The need for a no-action letter arose because section 206(3) of the Investment Advisers Act makes it unlawful for any adviser, acting as a principal for its own account, to sell any security to, or buy any security from, a client without disclosure and consent in writing--a rule designed to address the potential for self-dealing when the same firm is both counterparty and adviser to the same client.
The CSFB wants to employ a global consent system for a volatility management program for high-net-worth individuals, in which a participating client must have a net worth of at least US$20 million excluding assets committed to the program. The program uses covered call options, either to provide yield enhancement of a client's underlying stock positions, or to enable the client to exit an underlying stock position at a specified price target.
Part of the program involves what CSFB calls "Mirror" over-the-counter calls. The idea is that if CSFB receives a bid from a third party to buy a covered call option from its derivatives affiliate, and it believes the terms of the bid meet its client's needs within the program, it will (1) sell an OTC call for the client's account to its own derivatives affiliate on the same terms, and (2) instruct the affiliate to simultaneously sell an offsetting OTC call to the third party that mirrors those of the contract it is purchases from its client. The upshot is that the affiliate purchases from the client both an option and, upon its exercise, the underlying stock--the affiliate acting as principal and the parent corporation acting as advisor.
As the no-action letter, issued Aug. 31, relates, "You [CSFB and its affiliate] claim that by structuring transactions in this manner, the client would have a single account, a single standardized OTC options agreement and a single collateral agreement" with the affiliate. Such a structure, including a global consent system in lieu of transactional consents, will "save clients substantial time, cost and paperwork, and would protect the confidentiality of client information."
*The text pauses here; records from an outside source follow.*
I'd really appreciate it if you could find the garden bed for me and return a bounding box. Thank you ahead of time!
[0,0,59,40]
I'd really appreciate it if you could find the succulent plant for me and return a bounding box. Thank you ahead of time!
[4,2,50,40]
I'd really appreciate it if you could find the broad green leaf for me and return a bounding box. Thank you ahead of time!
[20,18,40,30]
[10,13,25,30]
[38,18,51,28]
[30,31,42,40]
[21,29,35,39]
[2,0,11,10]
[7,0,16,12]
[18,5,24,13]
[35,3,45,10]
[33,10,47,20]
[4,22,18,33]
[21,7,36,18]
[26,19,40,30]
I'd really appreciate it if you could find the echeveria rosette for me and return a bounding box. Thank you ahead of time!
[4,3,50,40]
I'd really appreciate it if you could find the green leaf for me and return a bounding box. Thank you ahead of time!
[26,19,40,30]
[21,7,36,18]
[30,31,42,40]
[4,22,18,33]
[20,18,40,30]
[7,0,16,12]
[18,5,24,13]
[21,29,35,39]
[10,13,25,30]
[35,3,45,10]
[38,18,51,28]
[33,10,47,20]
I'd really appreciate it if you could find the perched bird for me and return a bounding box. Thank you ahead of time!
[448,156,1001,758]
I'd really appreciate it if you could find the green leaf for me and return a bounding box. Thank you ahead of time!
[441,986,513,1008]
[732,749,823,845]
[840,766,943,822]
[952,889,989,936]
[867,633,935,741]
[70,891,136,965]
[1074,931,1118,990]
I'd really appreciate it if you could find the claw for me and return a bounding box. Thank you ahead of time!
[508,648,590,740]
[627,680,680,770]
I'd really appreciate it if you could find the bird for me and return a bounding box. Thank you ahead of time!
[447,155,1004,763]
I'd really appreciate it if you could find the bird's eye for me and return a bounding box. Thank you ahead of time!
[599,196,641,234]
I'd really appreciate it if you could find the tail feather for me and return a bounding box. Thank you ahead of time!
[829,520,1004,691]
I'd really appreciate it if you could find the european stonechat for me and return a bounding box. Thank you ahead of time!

The Division of Investment Management recommended that, given the facts as stated, it won't recommend enforcement action under section 206(3), and it cited the following points as especially pertinent to that conclusion:
- The global consent will apprise the client of the capacities in which CSFB and its affiliate will be acting, the potential conflict of interest, the nature and maximum amount of compensation to be charged by the affiliate on each OTC call;
- Mirror OTC calls will completely offset the affiliate's transactions so as to prevent the affiliate from profiting from the premium or strike price of any call, and the affiliate will exercise a call only upon the exercise of the mirror call by the third-party dealer;
- The variables for each covered call option transactions (strike price, premium, expiration date, quantity of stocks covered, time of transaction, amount of proposed fee) will be shown on the confirmation statement that will be sent to the client as promptly as possible;
- Each client can cancel participation in the program upon 30 days' notice and may withdraw his or her global consent to any further proposed principal transactions at any time; and
- An advisory client must commit a minimum of $10 million of underlying stock to be managed under the program.